Overall survival rates among different subgroups by (A) age, (B) Karnofsky performance status (KPS), and (C) combined temozolomide (TMZ) chemotherapy.

Table 2 Analysis of prognostic variables for overall survival

The median PFS was 6 months from the date of HS-IMRT treatment, with a 6-month and 1-year survival rate of 38.1% and 14.3%, respectively (Figure 3B). KPS was the significant prognostic factor for PFS as tested by univariate analysis (p = 0.016). On multivariate analysis, none of the variables were significantly predictive of PFS (Table 3).A representative case is shown in Figure 5, in which a follow-up MET-PET scan was performed to improve the diagnostic accuracy.

Table 3 Analysis of prognostic variables for progression - free survival
Figure 5
figure 5

Recurrent glioblastoma multiforme (GBM) in a 55-year-old man before and after hypofractionated stereotactic radiotherapy by intensity modulated radiation therapy (HS-IMRT). Before HS-IMRT, two enhanced lesions (long and short arrow) were demonstrated in the left temporal lobe on T1-weighted magnetic resonance imaging (A). 11C-methionine positron emission tomography (MET-PET) demonstrated a MET high-uptake on the region of short arrow, which was defined as the Gross Tumor Volume (red line) (B). 5 months after HS-IMRT, there was no tumor recurrence on the lesion (long arrow, C &D). The enhanced lesion (short arrow) was increased in size (C), although MET uptake decreased relative to normal tissue, which suggested a necrotic change in the irradiated region (D). The patient had no neurologic deficits or quality of life issues. KPS was 90%.

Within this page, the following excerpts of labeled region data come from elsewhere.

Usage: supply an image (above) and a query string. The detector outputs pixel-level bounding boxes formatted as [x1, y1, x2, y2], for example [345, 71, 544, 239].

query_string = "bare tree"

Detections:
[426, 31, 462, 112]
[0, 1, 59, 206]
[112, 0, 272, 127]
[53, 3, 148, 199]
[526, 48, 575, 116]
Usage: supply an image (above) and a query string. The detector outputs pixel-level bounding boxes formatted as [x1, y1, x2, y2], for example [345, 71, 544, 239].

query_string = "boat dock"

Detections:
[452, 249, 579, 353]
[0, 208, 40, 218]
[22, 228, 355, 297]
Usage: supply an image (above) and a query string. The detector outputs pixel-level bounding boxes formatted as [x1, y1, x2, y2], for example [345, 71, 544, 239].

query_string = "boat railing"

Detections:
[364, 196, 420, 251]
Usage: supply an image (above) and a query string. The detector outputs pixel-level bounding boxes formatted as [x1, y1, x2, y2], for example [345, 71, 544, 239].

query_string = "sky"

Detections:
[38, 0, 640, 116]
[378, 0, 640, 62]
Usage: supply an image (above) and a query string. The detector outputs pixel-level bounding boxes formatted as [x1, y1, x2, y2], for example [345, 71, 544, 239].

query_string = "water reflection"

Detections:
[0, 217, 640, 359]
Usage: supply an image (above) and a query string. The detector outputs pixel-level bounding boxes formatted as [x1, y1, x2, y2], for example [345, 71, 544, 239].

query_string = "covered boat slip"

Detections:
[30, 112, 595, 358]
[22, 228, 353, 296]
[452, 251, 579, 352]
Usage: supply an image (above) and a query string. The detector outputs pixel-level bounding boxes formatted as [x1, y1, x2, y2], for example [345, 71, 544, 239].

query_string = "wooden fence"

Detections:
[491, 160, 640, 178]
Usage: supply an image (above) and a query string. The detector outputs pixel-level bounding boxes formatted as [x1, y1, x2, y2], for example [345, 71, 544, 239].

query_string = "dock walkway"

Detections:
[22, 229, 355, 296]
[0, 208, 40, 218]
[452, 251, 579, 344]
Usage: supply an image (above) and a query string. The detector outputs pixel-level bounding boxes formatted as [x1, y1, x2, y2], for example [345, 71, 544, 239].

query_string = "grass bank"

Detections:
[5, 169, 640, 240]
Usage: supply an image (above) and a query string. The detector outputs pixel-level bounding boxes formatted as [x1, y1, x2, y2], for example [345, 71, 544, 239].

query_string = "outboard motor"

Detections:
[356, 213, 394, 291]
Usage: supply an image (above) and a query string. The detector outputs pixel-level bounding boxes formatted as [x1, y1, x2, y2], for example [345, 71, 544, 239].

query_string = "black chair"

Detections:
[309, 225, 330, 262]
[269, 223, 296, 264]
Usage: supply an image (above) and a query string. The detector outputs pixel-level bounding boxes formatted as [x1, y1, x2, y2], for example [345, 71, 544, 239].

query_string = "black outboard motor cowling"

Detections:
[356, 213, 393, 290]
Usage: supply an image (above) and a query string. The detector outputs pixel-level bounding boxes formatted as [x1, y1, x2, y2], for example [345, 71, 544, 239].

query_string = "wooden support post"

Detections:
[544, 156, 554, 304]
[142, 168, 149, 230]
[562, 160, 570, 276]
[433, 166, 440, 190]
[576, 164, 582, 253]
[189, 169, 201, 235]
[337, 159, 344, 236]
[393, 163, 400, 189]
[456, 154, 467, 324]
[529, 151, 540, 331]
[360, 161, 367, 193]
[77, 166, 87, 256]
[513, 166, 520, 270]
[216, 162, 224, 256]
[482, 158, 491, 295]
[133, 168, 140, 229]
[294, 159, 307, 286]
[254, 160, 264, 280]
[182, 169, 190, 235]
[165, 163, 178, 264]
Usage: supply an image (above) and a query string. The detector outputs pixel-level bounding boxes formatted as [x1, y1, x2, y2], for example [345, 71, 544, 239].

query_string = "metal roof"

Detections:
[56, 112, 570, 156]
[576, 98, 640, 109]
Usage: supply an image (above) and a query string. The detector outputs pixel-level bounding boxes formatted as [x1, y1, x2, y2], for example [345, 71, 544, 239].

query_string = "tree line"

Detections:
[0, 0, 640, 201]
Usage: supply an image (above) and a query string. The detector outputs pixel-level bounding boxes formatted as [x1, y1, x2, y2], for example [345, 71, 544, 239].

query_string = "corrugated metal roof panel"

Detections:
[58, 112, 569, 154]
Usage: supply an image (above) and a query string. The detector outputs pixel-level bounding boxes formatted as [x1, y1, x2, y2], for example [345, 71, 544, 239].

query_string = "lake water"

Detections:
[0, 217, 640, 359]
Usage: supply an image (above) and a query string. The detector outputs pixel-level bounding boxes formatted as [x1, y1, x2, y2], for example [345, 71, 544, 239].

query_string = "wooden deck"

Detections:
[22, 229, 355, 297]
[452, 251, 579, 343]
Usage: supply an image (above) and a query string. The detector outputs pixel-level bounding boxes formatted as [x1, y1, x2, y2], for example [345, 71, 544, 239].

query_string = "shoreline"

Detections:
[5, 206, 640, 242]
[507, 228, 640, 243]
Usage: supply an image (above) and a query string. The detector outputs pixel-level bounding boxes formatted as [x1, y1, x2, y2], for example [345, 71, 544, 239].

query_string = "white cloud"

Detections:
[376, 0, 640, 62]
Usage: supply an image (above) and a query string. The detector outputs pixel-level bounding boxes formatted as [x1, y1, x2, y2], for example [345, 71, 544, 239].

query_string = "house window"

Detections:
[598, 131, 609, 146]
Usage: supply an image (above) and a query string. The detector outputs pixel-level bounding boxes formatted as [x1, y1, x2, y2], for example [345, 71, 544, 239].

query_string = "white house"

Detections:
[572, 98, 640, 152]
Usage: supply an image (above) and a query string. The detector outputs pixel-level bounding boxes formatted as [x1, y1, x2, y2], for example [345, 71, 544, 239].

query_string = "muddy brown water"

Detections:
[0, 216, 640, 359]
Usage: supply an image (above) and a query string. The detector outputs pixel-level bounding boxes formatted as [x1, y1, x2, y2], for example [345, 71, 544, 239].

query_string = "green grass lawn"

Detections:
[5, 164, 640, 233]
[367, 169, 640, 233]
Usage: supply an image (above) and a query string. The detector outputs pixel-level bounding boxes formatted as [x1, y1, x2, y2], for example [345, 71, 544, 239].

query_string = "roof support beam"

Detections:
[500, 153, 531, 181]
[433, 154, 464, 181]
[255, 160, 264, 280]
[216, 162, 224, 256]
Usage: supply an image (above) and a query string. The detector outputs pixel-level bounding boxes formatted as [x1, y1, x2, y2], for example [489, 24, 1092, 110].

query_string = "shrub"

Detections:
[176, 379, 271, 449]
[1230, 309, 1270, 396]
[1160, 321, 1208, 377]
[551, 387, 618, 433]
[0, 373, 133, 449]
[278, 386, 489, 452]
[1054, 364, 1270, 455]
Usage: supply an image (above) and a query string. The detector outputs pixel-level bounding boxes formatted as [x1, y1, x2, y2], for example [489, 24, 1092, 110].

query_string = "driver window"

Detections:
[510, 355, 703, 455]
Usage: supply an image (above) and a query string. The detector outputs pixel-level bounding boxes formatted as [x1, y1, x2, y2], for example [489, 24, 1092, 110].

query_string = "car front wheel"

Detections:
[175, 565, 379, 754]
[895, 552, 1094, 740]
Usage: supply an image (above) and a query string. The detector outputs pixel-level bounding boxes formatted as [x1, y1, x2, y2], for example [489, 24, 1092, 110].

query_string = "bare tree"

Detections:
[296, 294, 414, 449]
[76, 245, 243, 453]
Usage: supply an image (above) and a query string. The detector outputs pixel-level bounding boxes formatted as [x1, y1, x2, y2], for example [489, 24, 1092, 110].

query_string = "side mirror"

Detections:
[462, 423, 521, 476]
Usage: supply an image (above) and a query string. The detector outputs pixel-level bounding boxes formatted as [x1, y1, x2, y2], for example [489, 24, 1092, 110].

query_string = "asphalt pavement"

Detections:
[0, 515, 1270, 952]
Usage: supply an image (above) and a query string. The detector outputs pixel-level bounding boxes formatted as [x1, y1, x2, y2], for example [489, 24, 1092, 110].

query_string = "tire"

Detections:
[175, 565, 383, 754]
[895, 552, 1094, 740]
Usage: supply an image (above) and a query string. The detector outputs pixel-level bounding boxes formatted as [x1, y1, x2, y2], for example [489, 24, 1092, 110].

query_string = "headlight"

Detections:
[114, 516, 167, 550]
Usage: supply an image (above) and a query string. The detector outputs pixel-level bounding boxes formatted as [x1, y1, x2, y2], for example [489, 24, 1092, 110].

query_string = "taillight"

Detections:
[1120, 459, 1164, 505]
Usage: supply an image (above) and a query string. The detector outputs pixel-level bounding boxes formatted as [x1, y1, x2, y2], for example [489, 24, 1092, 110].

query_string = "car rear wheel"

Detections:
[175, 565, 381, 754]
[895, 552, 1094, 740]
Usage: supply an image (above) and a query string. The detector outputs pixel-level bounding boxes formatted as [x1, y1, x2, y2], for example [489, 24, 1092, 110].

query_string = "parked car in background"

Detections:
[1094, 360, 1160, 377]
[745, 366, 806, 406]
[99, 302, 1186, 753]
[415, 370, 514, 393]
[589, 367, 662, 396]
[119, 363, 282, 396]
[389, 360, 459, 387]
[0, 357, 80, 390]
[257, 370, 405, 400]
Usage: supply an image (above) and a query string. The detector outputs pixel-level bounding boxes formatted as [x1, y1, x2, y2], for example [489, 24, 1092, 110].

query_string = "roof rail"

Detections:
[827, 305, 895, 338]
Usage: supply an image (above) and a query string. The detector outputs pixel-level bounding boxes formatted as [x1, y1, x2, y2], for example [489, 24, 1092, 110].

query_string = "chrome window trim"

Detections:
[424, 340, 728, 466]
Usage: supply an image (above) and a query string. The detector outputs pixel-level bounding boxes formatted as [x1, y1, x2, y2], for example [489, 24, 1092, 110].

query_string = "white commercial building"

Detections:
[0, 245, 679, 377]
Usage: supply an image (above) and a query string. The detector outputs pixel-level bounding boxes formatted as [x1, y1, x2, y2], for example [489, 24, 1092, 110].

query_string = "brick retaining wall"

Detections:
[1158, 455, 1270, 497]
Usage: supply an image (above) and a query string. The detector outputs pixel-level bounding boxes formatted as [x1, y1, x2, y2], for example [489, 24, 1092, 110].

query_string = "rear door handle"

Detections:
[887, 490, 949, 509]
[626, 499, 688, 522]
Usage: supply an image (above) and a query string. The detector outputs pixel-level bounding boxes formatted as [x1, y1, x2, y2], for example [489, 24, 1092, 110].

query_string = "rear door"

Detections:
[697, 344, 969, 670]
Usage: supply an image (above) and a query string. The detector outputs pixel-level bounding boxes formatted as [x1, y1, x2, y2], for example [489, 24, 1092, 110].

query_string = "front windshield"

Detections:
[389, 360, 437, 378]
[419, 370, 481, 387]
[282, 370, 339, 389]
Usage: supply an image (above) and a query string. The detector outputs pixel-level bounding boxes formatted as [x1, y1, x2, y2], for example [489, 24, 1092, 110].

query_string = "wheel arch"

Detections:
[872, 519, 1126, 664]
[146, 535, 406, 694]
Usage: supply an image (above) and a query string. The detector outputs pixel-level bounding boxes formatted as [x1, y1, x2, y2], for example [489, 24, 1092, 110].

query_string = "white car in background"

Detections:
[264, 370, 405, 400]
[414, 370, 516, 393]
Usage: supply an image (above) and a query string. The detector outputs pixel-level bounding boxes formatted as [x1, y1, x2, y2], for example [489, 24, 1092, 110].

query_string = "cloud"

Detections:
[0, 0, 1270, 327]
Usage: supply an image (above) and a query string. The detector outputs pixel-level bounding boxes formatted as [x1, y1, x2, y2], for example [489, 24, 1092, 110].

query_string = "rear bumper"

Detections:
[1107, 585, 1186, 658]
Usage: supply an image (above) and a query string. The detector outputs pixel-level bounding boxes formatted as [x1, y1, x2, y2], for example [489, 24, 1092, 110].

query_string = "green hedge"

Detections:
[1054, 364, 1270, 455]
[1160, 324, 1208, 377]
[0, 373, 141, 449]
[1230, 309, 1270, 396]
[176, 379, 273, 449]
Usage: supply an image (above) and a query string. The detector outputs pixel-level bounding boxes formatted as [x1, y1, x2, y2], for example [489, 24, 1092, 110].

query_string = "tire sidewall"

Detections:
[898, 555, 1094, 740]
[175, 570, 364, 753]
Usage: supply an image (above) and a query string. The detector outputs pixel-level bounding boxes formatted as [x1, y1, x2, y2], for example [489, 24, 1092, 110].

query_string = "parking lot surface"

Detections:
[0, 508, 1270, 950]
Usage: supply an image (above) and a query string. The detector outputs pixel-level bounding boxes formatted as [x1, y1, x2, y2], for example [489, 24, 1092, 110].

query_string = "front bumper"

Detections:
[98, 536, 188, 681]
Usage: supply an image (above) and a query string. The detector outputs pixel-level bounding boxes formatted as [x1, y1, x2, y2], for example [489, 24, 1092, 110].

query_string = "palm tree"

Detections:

Recently, much work has been performed on various fractionation regimens and dose escalation with IMRT for GBM. These studies reveal relatively favorable survival results[14], although a distinct advantage over conventional radiation therapy has not been demonstrated. However, if a precise conformal treatment technique such as HS-IMRT is utilized, and a greater biologic dose to the infiltrating tumor is achieved through hypo-fractionation, it could be possible to deliver an effective therapy that may increase patient survival without increasing morbidity. To meet these requirements, the contouring of the target volume is of critical importance.

PET is a newer imaging method that can improve the visualization of biological processes. In recent PET studies, analysis of the metabolic and histologic characteristics provided evidence that regional high MET uptake correlates with the malignant pathologic features[68, 16]. Furthermore, nonspecific post-therapeutic changes could be differentiated from tumor tissue with a higher accuracy[1214]. These findings support the notion that complementary information derived from MET uptake may be helpful in developing individualized, patient-tailored therapy strategies in patients with recurrent GBM.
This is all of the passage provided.